To help you determine whether or not edge computing is something you should try, we’ve come up with the questions below. If you answer “yes” more than you answer “no,” it may be time to explore this emerging approach.
1. Are you in one of these industries?
Companies in the following industries are particularly likely to benefit from edge computing.
- Gaming. Edge servers can be used to bring streamed games closer to gamers, considerably reducing latency and improving the gaming experience.
- Healthcare. Edge computing phone number list can be deployed for multiple uses in healthcare, including evaluating. The data generated by patients’ wearable devices.
- Oil & Gas. Sensors can be deployed to send information about critical equipment to nearby processors for real-time analysis.
- Retail. In-store kiosks can gather and immediately analyze data from customers, generating a better understanding of their needs and expectations.
- Smart grid. Sensors can be installed to help power utilities monitor the condition of equipment, with information being sent back to the central processing facility only when human attention is required.
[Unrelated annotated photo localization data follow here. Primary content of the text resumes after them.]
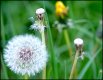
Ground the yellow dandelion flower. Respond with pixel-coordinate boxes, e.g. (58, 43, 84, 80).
(55, 1, 68, 19)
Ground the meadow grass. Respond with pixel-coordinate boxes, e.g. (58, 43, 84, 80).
(1, 1, 102, 79)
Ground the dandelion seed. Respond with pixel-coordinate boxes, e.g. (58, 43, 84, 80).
(3, 34, 48, 76)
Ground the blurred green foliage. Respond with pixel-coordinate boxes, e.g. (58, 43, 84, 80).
(1, 1, 102, 79)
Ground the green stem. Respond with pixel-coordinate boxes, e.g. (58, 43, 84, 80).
(64, 61, 67, 79)
(41, 30, 46, 79)
(41, 30, 45, 44)
(1, 10, 9, 79)
(63, 29, 72, 58)
(1, 11, 6, 47)
(1, 55, 9, 79)
(63, 29, 77, 78)
(24, 74, 28, 79)
(43, 1, 58, 78)
(69, 50, 79, 79)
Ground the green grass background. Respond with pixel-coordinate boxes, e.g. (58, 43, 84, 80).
(1, 1, 102, 79)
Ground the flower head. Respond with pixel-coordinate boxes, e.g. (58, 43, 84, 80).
(55, 1, 68, 19)
(4, 34, 48, 76)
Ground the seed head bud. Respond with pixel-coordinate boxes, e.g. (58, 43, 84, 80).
(36, 8, 45, 20)
(74, 38, 83, 50)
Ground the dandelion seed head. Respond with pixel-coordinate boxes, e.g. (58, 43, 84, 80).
(4, 34, 48, 76)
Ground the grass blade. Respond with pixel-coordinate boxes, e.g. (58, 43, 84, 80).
(1, 10, 9, 79)
(43, 1, 58, 79)
(78, 47, 102, 79)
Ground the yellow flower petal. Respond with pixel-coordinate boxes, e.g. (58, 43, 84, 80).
(55, 1, 68, 18)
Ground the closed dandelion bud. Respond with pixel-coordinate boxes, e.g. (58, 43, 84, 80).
(3, 34, 48, 76)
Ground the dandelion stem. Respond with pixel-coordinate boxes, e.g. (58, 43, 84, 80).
(63, 29, 77, 78)
(41, 29, 46, 79)
(42, 3, 58, 78)
(41, 30, 45, 44)
(64, 61, 67, 79)
(69, 50, 79, 79)
(42, 66, 46, 79)
(63, 29, 72, 58)
(24, 74, 28, 79)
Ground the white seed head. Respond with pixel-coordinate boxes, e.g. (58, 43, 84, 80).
(74, 38, 83, 46)
(3, 34, 48, 76)
(36, 8, 45, 15)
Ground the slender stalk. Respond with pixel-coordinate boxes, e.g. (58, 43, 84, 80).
(64, 61, 67, 79)
(69, 50, 79, 79)
(1, 11, 9, 79)
(24, 74, 28, 79)
(63, 29, 72, 58)
(43, 2, 58, 78)
(41, 29, 46, 79)
(42, 65, 46, 79)
(63, 29, 77, 78)
(1, 11, 6, 47)
(41, 30, 45, 44)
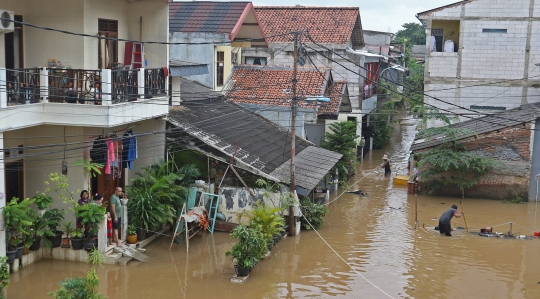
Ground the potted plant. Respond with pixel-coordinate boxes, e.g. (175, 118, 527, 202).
(225, 225, 267, 277)
(75, 203, 106, 251)
(29, 213, 55, 250)
(43, 208, 65, 248)
(126, 224, 137, 244)
(21, 208, 37, 255)
(2, 198, 34, 263)
(70, 228, 84, 250)
(32, 194, 53, 215)
(62, 221, 73, 248)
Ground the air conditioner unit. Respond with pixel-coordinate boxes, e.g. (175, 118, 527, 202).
(0, 10, 15, 33)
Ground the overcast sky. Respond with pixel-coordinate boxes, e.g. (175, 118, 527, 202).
(244, 0, 457, 33)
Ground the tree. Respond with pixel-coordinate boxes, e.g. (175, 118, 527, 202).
(416, 127, 501, 198)
(395, 22, 426, 46)
(322, 121, 359, 181)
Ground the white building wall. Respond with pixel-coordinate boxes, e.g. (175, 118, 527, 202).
(422, 0, 540, 127)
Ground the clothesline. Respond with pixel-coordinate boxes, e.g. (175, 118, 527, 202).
(88, 123, 140, 139)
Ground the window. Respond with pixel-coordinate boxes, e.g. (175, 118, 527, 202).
(216, 51, 224, 87)
(482, 29, 507, 33)
(245, 56, 267, 65)
(431, 28, 444, 52)
(98, 19, 118, 69)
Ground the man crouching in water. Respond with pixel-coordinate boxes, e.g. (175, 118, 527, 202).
(439, 205, 464, 236)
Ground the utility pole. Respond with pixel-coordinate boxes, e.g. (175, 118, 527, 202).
(289, 32, 299, 236)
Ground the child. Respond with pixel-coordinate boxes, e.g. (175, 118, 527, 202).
(106, 212, 113, 246)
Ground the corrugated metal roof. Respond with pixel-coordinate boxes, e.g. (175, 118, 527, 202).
(269, 146, 342, 190)
(167, 80, 342, 188)
(411, 103, 540, 151)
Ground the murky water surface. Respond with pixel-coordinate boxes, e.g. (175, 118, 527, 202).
(9, 117, 540, 298)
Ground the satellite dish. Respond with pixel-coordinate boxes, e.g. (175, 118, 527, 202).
(297, 56, 306, 66)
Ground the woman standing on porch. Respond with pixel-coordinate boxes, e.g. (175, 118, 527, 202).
(76, 190, 91, 235)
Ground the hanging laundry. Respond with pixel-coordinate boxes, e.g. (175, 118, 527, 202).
(90, 137, 107, 165)
(105, 138, 115, 175)
(444, 40, 455, 52)
(122, 129, 138, 170)
(430, 36, 437, 52)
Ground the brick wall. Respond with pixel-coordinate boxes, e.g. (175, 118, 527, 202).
(417, 122, 533, 200)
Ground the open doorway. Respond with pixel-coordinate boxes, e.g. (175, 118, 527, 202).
(5, 160, 23, 202)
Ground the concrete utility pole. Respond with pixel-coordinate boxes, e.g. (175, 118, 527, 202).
(289, 32, 299, 236)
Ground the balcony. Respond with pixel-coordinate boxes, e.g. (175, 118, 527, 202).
(0, 67, 169, 131)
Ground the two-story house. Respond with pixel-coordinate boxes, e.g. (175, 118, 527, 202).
(241, 6, 385, 133)
(168, 1, 267, 91)
(417, 0, 540, 127)
(0, 0, 170, 255)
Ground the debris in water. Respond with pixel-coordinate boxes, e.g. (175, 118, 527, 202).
(432, 218, 438, 220)
(441, 203, 445, 204)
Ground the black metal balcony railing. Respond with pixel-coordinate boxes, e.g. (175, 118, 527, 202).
(144, 68, 167, 98)
(112, 69, 138, 103)
(47, 69, 102, 104)
(6, 68, 41, 105)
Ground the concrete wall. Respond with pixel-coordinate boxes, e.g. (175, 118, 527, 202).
(418, 123, 533, 200)
(363, 31, 392, 45)
(219, 186, 283, 224)
(169, 32, 229, 88)
(421, 0, 540, 126)
(0, 0, 168, 69)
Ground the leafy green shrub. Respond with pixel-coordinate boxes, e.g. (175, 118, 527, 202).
(244, 202, 284, 243)
(48, 250, 106, 299)
(322, 121, 359, 181)
(74, 204, 105, 236)
(0, 257, 9, 299)
(299, 197, 329, 230)
(3, 198, 34, 250)
(32, 194, 53, 210)
(127, 160, 200, 230)
(225, 225, 267, 269)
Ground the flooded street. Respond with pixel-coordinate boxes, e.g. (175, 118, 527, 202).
(8, 116, 540, 299)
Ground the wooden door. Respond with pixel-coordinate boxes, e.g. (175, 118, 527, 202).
(91, 168, 125, 211)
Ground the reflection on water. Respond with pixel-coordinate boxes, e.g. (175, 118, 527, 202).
(8, 116, 540, 299)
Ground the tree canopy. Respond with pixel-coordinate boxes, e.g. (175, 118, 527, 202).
(395, 22, 426, 46)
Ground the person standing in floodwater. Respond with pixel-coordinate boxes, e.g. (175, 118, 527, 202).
(380, 154, 391, 176)
(439, 204, 464, 236)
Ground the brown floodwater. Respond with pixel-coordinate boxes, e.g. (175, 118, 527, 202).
(8, 116, 540, 299)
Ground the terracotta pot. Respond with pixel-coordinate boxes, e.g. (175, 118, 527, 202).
(126, 234, 138, 244)
(62, 238, 71, 248)
(22, 247, 30, 255)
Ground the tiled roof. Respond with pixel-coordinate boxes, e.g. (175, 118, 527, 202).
(318, 81, 346, 115)
(226, 65, 347, 114)
(167, 92, 342, 189)
(254, 6, 364, 46)
(169, 1, 250, 34)
(410, 102, 540, 151)
(226, 66, 328, 109)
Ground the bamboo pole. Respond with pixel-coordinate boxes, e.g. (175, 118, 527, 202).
(460, 200, 469, 233)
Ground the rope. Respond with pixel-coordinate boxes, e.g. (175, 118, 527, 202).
(324, 176, 367, 206)
(300, 214, 395, 299)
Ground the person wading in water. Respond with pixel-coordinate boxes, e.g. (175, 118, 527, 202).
(380, 154, 391, 176)
(438, 205, 464, 236)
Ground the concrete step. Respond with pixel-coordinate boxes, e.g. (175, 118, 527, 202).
(116, 256, 132, 266)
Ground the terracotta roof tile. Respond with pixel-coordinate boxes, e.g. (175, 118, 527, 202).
(227, 66, 328, 109)
(255, 6, 363, 45)
(318, 81, 346, 115)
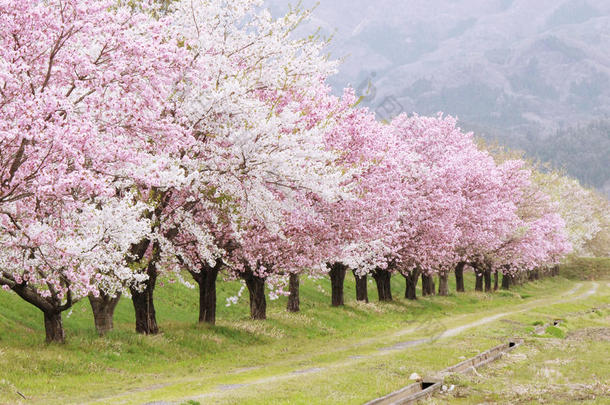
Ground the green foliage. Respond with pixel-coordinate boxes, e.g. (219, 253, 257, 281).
(560, 257, 610, 280)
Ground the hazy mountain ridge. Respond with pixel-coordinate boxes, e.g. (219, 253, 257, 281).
(266, 0, 610, 194)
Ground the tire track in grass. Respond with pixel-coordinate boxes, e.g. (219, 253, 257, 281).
(440, 282, 596, 339)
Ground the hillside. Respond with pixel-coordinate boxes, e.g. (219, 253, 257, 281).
(267, 0, 610, 194)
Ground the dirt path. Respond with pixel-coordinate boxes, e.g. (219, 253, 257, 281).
(440, 282, 597, 339)
(88, 281, 604, 405)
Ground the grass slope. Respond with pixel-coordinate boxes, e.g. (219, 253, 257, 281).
(0, 268, 607, 404)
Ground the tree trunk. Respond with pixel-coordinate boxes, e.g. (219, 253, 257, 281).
(329, 263, 347, 307)
(422, 273, 435, 296)
(44, 311, 65, 344)
(528, 268, 541, 281)
(287, 273, 300, 312)
(131, 275, 159, 335)
(493, 270, 499, 291)
(88, 292, 121, 336)
(421, 273, 428, 296)
(475, 269, 483, 292)
(514, 272, 525, 286)
(501, 273, 511, 290)
(129, 240, 160, 335)
(243, 271, 267, 320)
(372, 268, 392, 301)
(552, 265, 560, 277)
(191, 264, 220, 324)
(455, 262, 466, 292)
(9, 281, 73, 343)
(403, 269, 420, 300)
(438, 271, 449, 296)
(353, 270, 369, 303)
(484, 268, 492, 292)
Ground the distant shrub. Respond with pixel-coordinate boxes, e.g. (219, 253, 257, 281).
(544, 326, 565, 339)
(560, 257, 610, 280)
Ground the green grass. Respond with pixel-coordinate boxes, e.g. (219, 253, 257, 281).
(0, 270, 608, 404)
(440, 292, 610, 404)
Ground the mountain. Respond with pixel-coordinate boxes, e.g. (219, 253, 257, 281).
(266, 0, 610, 194)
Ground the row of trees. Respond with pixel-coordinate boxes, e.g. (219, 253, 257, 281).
(0, 0, 606, 343)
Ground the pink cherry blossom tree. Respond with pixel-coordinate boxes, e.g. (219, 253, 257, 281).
(131, 0, 348, 324)
(477, 160, 572, 290)
(0, 0, 187, 341)
(445, 141, 521, 295)
(319, 91, 406, 305)
(387, 114, 473, 299)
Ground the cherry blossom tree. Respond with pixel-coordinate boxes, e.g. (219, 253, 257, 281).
(479, 160, 572, 290)
(305, 89, 405, 306)
(386, 114, 474, 299)
(533, 170, 603, 257)
(449, 155, 522, 294)
(131, 0, 349, 324)
(0, 0, 188, 341)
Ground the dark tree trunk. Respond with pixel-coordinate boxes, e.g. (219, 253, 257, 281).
(421, 273, 435, 296)
(88, 292, 121, 336)
(501, 273, 511, 290)
(484, 268, 492, 292)
(372, 268, 393, 301)
(514, 272, 524, 286)
(403, 269, 420, 300)
(129, 239, 160, 335)
(551, 265, 560, 277)
(287, 273, 300, 312)
(243, 271, 267, 320)
(528, 268, 541, 281)
(44, 311, 65, 344)
(421, 273, 428, 296)
(455, 262, 466, 292)
(353, 270, 369, 303)
(329, 263, 347, 307)
(131, 270, 159, 334)
(191, 264, 220, 324)
(493, 270, 499, 291)
(10, 282, 71, 343)
(438, 271, 449, 296)
(475, 269, 483, 292)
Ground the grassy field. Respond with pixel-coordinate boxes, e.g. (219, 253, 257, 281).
(0, 263, 608, 404)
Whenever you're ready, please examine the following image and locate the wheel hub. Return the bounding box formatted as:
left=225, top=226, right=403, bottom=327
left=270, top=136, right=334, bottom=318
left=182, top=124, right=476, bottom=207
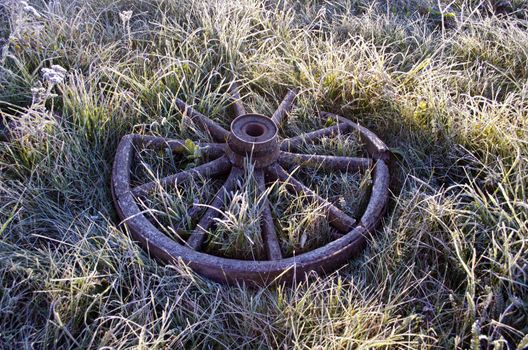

- Traffic management. Edge computing applications could be used to optimize bus frequency, open or close highway lanes, or send information to autonomous cars — all without the need to send high volumes of data back and forth to central processing centers.
2. Do you struggle with latency issues?
For many companies, such as those which means you don’t need to pay for ads. in healthcare or the financial industry, speed is critical and even milliseconds can be decisive for success or failure.
One of the big benefits of edge computing is minimizing latency, which is slowed response time. Processes that don’t need to send data back and forth long distances (such as from a manufacturing facility to a remote data analysis facility) can be done more quickly than those that do. ZDNet exemplifies this by saying that “Car manufacturer Audi…has seen a 100-times boost in its quality control check times since starting to deploy computing at the edge, with only 18 milliseconds of latency.”
3. Are you concerned about security?
Due to its centralized nature, cloud mobile list computing is vulnerable to certain types of cyberattacks, including distributed denial of service (DDoS). Power outages can also present a problem. Edge computing, conversely, is distributed, so no one disruption can take down the entire system. Additionally, the amount of data being processed at each edge location is much less than that which would be handled in a typical cloud deployment. Therefore, less data is vulnerable at any given time. These features support edge computing security.